Dr Kate Cornick is the CEO of LaunchVic, the startup agency started by the Victorian government in 2016.
“Victoria’s startup ecosystem is experiencing sustained, measured growth,” says Dr Cornick. “Melbourne remains a leading place to launch a startup, underpinned by world-class research, education, a deep innovation network, and strong support.”
Life Sciences, Fintech and AI are the key drivers of startup growth, according to LaunchVic.
“In 2024, Melbourne saw major investments in mRNA manufacturing and digital currency policy, while AI initiatives advanced through joint ventures and accelerator programs, reinforcing the city’s position in deep tech and financial innovation,” the Startup Genome report reads.
Most Liveable Cities 2025

Also in Melbourne’s favour is its 2025 ranking as the fourth most liveable city in the world, according to just-released Economist Intelligence data. Naarm, the traditional name for Melbourne, held the ‘most liveable city’ top spot globally in 2015, 2016, and 2017.
While the cost of living in Melbourne is high compared to other cities, it is still less than New South Wales’ capital. Consumer prices in Sydney are 8.56% higher than in Melbourne, according to BudgetDirect data, and rent prices in Sydney are 45.04% higher than its colder, southern neighbour.
Sydney’s startup scene
Still, Sydney leads the way when it comes to the best place to locate a startup in this region of the world.
“Sydney is the leading tech innovation ecosystem in the Southern Hemisphere, home to 3,000+ tech startups capitalising on the state’s formidable research and talent,” the 2025 GSER report reads. “In 2024, NSW startups attracted 65% of Australia’s total startup funding.”

Rebecca McPhee is the Deputy Secretary of Investment for NSW.
“Sydney stands out as a thriving innovation ecosystem, consistently attracting a significant share of VC. Tech Central – the biggest innovation precinct in Australia – will ensure the right mix of infrastructure, amenity, and connection to promote NSW innovation to the world,” says McPhee.

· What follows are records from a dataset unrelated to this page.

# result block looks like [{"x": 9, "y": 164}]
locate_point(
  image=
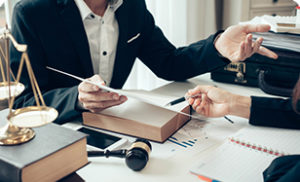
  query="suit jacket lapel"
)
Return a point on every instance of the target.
[
  {"x": 121, "y": 66},
  {"x": 72, "y": 20}
]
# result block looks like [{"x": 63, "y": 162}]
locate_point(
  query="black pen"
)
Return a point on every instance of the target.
[{"x": 181, "y": 99}]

Sydney’s Tech Central district – a 6 square kilometre area that is home to Atlassian, Block, Canva, Safety Culture and both UTS and the University of Sydney – has the ‘highest concentration of technology businesses anywhere in Australia,’ according to Investment NSW.

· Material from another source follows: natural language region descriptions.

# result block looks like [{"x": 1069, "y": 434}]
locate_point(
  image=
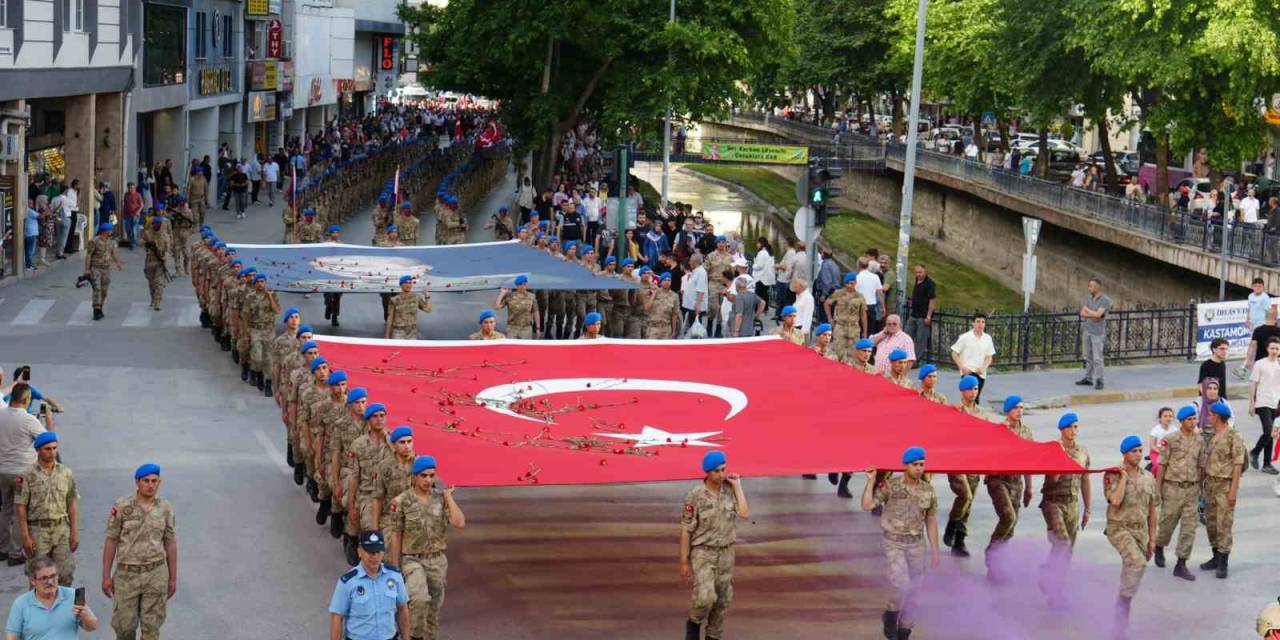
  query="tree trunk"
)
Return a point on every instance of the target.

The Sydney Startup Hub will move into Tech Central later this year.
“Tech Central will be the home for the teams working on Australia’s next big ideas to network, learn and scale,” Atlassian co-founder and CEO Mike Cannon-Brookes stated on LinkedIn when the announcement was made that the Sydney Startup Hub would be relocated.
“We’re unleashing the full potential of this hub. It’s not just another office building. It’s going to become a vibrant part of the city that supports work, and life.”

International tech companies are investing in Sydney, too.
The GSER references Microsoft’s new Data Centre Academy, Amazon Web Services’ cloud computing facility, the International Astronautical Congress that is taking place in 2025, and the SXSW Sydney festival – the first international location for the coveted tech conference.
The importance and progress of Australian innovation
Sydney and Melbourne rivalry aside, multiple thriving entrepreneurial ecosystems are good news for the nation. Brisbane ranks 3rd in the GSER Oceania list, helped by Gilmour Space Technologies, and Perth and Adelaide come in at 5th and 6th.
Nationally, there are 234 startups valued at more than $100 million, according to Airtree research released in 2024. More than half of them – 139 companies – surpassed the $100 million threshold between 2020 and 2024.
“As the Aussie tech ecosystem matures, there’s more local capital, seasoned talent and company-building experience that startups can leverage to hit milestones faster,” the Airtree report reads. “We’ve seen how these factors can help founders reach a $100m+ valuation from a standing start faster.”